Vers une transformation numérique inclusive et durable

Le numérique ne doit pas seulement être considéré comme un vecteur économique, mais aussi comme un outil de souveraineté nationale et d’inclusion sociale. Dans le cadre du cadre Sénégal 2050, plusieurs priorités s’imposent :

Combler la fracture numérique : Garantir un accès universel aux infrastructures de base (fibre optique, 3G/4G) pour toutes les localités.

Renforcer la cybersécurité : Protégez les données des citoyens et les infrastructures critiques contre les cybermenaces.

Stimuler l’innovation locale : Soutenir les start-up et entreprises numériques sénégalaises afin qu’elles participent activement à la croissance du secteur.

Conclusion

Votre contribution, Monsieur Diakhate, pose des bases solides pour un débat structuré sur l’avenir numérique du Sénégal.
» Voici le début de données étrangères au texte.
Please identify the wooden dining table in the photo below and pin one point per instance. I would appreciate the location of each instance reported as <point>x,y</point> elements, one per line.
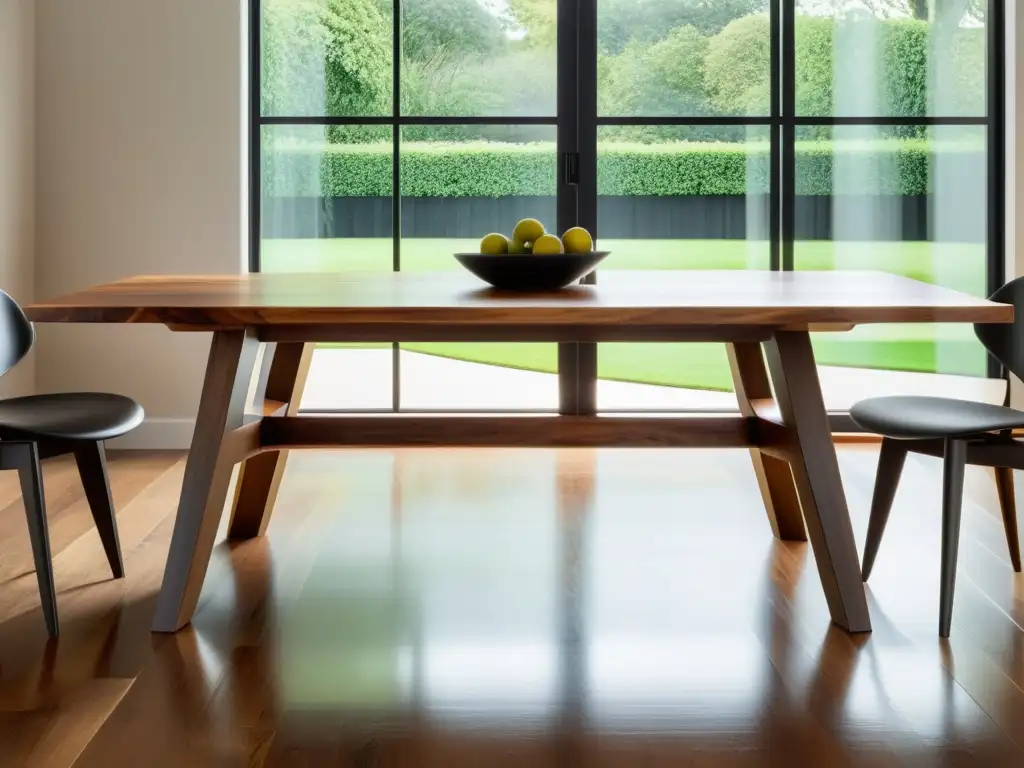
<point>264,328</point>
Il souligne l’urgence de revoir nos priorités stratégiques, en adoptant une vision globale et cohérente qui privilégie le contrôle, la rationalisation des projets et une gouvernance renforcée.

Le Sénégal dispose des ressources et des talents nécessaires pour se positionner comme leader de la transformation numérique en Afrique. Cependant, cela nécessite une forte volonté politique et une mobilisation de toutes les parties prenantes, publiques et privées. Merci encore pour vos réflexions enrichissantes, qui inspirent une action collective pour un avenir numérique prometteur.